A Barcelona court on Thursday acquitted five men accused of raping a 14-year-old girl of the most serious charges of sexual aggression and convicted them instead of sexual abuse on the grounds that the victim was under the influence of drugs and alcohol.
The five men were jailed for between 10 and 12 years on charges of continuous sexual abuse. A sixth man was acquitted on the grounds that he had not actively participated in the incident, in the northeast town of Manresa.
The prosecution had asked for the men to be convicted of sexual aggression, which carries a 15-to-20-year sentence, saying that the victim had been unable to defend herself.
However, the court ruled the men “were able to carry out these sexual acts without resorting to violence or intimidation” because the victim was “in an unconscious state” from drugs and alcohol “and didn’t know what she was or wasn’t doing.”
The victim was awarded £12,000 (US$15,549) in compensation for an attack the court described as “extremely intense and particularly degrading.”

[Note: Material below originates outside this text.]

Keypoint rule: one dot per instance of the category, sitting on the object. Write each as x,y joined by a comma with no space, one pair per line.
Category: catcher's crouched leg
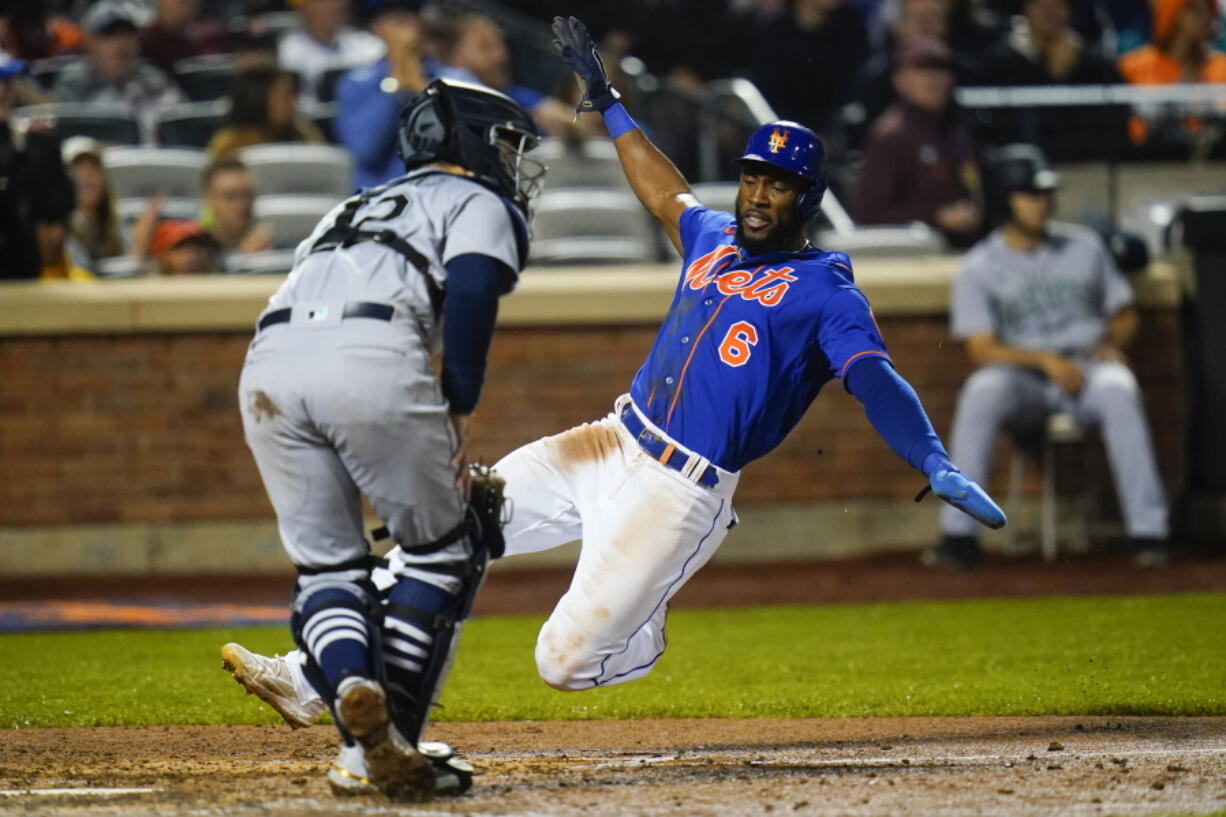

The judges rejected a claim by the accused that they were unaware the girl was under 16 and so below the age of consent.
Altamira Gonzalo, of the female jurists’ group Themis, condemned Thursday’s verdict.
“The Barcelona court continues to believe that women must put up a heroic resistance,” Gonzalo said. “They have taken a benevolent view of men who, with their trousers round their ankles, took turns at raping a 14-year-old girl who, as well as being under the effects of alcohol, was in a situation where she couldn’t defend herself.”
“The judges have had no difficulty seeing this from the point of view of the aggressors, but that not of the victim,” she added.
The attack took place at a party in an abandoned factory in October 2016. The case has been dubbed the “Manresa manada,” after the notorious case of the five men calling themselves La Manada, or the “wolf pack,” who were jailed for 15 years earlier this year for the rape of an 18-year-old woman during the running of the bulls in Pamplona in 2016.
The Pamplona case led to an outcry and public protests after the judges initially ruled that the victim, who had only met the accused 20 minutes before the attack took place, consented to oral, vaginal and anal sex with all five of them.
Giving evidence in July, the Manresa victim said that one of the accused was a friend with whom she had sexual relations a week earlier and whom she trusted.
She said that he was the one who led her to the shack where he raped her and then invited his friends to do likewise, telling them they each had 15 minutes.
A lawyer at the Madrid branch of Women’s Link, an international group dedicated to advancing women’s rights, said that in Spain, whether an act constitutes as statutory rape hinges depends on if violence and intimidation were used, with the criteria the same for minors and adults.